Il cammino del credente sembra essere quello di spianare continuamente una strada facendo sì che emerga la «terra asciutta» proprio «dove prima c’era acqua» (Sap 18,7). In tal modo la preghiera diventa il luogo di trasformazione per eccellenza e non il modo per sottomettere se stessi a una cieca e, troppo sovente, triste rassegnazione. Aprire il proprio cuore a Dio, manifestando i propri bisogni e presentando le proprie necessità, è prima di tutto un atto di coraggio che ci permette di fare la nostra professione di fede in una speranza mai sopita: le cose, le realtà, persino le persone e, prima di tutto noi stessi, possono e possiamo cambiare, devono e dobbiamo accettare di essere trasformate. Già questo passo verso la speranza che si fa preghiera e implorazione è, per certi aspetti, un sottile esaudimento della preghiera. Questo perché la preghiera non ci fa soggiacere in modo passivo, ma ci sottrae alla tentazione di farci complici di quella muta rassegnazione che sarebbe tanto gradita a quanti assomigliano a quel «giudice che non temeva Dio né aveva riguardo per alcuno» (Lc 18,2).
La preghiera è capace di far crollare il muro dell’indifferenza e dell’autoreferenzialità, per questo, ben aldilà del suo esito puntuale e visibile, è la più grande e la più duratura forma di resistenza a tutto ciò che rischia di imprigionare nella palude del «Mar Rosso» (Sap 18,7).
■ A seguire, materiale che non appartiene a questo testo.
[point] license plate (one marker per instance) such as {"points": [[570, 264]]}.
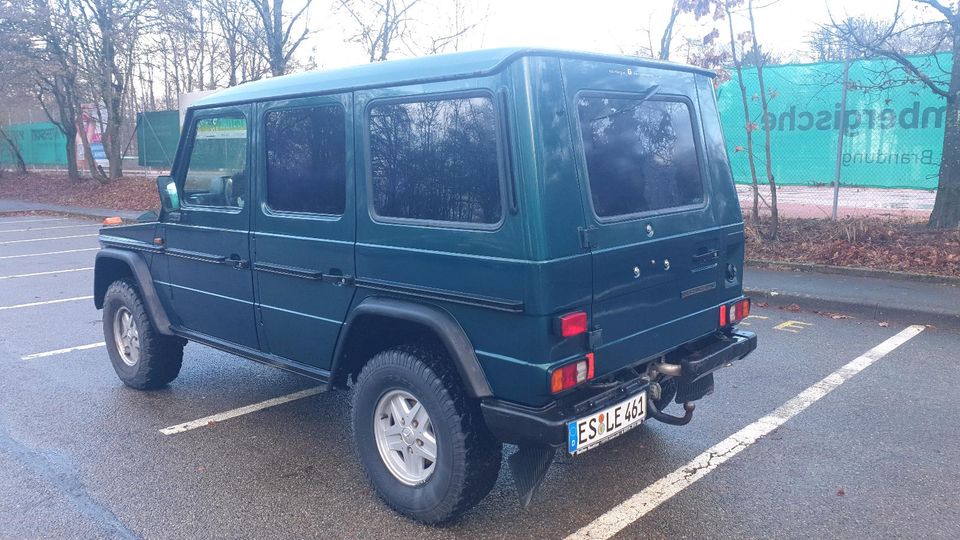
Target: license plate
{"points": [[588, 432]]}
In questo mare infido rischia di annegare la speranza e di essere annientata la libertà di desiderare e di immaginare un futuro migliore o, almeno, diverso. Per questo, se la preghiera è un fuoco capace di discernere come «spada affilata» (18,15) ogni ripiegamento sul proprio piccolo ego, ha bisogno - per divampare - della scintilla della fede come apertura a un di più e a un diverso che sempre disturba e rimette in cammino, come il popolo stretto nella disperazione di trovarsi con il mare davanti e il Faraone alle spalle. Allora la domanda del Signore Gesù è veramente una «spada»:
«Ma il Figlio dell’uomo, quando verrà troverà la fede sulla terra?» (Lc 18,8).
La fede è, infatti, come una strada su cui camminare e senza la quale ogni cammino sarebbe impensabile.